Due to the high costs of phone polling, which requires hand dialing mobile phone respondents, most public polling is online, and sample problems in the industry are probably driving the issues we see with the poll averages at Real Clear Politics and FiveThirtyEight during Presidential election years.
A Failure of Imagination
Since respondents are compensated for their time, we believe most of the problematic responses are profit-driven exercises. However, the elevated level of fraudulent respondents during the Presidential election years does open the door for the potential of interference.
War colleges teach strategic failures are failures of imagination. We shouldn’t dismiss the idea that some of this activity is potentially malevolent.
Candidates such as Martha McSally in Arizona, who consistently trailed in the polls, found it challenging to raise money. In a New York Times story, a Republican strategist who worked on her re-election campaign said that public polling showing her far behind "probably cost us $4 or $5 million" in donations.

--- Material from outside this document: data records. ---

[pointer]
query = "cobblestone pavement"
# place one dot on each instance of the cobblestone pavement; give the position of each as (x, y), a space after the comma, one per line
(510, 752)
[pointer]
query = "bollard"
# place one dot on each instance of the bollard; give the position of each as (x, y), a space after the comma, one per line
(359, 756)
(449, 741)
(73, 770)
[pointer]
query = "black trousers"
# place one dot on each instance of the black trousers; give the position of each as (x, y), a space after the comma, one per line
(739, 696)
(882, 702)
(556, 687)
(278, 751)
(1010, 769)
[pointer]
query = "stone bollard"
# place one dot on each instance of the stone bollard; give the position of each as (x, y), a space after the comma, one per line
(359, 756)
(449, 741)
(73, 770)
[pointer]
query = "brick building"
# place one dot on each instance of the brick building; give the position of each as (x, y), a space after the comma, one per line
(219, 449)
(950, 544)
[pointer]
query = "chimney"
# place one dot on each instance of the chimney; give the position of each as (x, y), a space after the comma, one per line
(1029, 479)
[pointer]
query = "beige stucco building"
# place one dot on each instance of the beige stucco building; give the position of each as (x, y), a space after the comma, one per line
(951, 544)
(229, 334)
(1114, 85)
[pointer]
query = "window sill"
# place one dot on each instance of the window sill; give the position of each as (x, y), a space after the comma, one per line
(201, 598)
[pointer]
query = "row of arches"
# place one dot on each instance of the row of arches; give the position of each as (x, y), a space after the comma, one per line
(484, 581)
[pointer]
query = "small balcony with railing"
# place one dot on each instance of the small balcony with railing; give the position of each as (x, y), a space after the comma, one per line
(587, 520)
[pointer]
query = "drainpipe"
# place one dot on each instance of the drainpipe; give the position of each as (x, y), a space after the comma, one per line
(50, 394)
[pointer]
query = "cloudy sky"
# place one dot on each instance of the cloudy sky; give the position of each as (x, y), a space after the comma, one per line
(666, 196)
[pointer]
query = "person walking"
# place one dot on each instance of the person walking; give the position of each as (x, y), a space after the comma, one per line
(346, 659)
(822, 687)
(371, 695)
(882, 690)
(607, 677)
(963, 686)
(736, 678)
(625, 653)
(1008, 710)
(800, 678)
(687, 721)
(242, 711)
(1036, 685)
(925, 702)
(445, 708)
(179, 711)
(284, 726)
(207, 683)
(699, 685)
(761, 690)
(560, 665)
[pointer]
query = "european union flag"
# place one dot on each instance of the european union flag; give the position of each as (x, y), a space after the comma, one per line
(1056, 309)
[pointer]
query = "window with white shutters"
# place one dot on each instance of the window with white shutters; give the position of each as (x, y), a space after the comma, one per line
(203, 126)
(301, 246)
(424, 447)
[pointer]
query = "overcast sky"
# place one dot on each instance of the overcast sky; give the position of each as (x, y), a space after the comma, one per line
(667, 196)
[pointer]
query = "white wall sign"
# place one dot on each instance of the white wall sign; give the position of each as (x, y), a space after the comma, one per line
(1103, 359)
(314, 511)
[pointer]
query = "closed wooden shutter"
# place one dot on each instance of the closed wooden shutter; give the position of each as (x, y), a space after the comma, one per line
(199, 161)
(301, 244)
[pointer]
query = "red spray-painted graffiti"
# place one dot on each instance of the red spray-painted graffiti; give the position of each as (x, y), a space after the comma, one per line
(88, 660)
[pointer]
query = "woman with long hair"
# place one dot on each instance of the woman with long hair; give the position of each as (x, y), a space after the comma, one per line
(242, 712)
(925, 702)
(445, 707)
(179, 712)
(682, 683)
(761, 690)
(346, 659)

Donors who see a candidate trailing in the polling averages are less likely to give to the campaign. There are incentives for competing campaigns to influence public polling in critical races. We're not saying this happened, but most of this behavior has a profit motive and this is a vulnerability the industry must address and solve.
Next Steps
We've mentioned some of the steps we've taken to improve our surveys and polling. We plan to share more information on what we've learned in the coming weeks, including some ideas we picked up from the CASE report. For example, comparing respondents' time zones and when they answered a survey could be a valuable tool to stop some of these questionable respondents.
Captchas are also helpful, but they negatively impact the user experience for survey respondents.
Overall, we can no longer rely on sample providers to ensure quality survey and poll respondents.
It's up to researchers and insights professionals in the industry to push for better samples from our providers and utilize additional tools to improve our work for both private organizations and public affairs polling.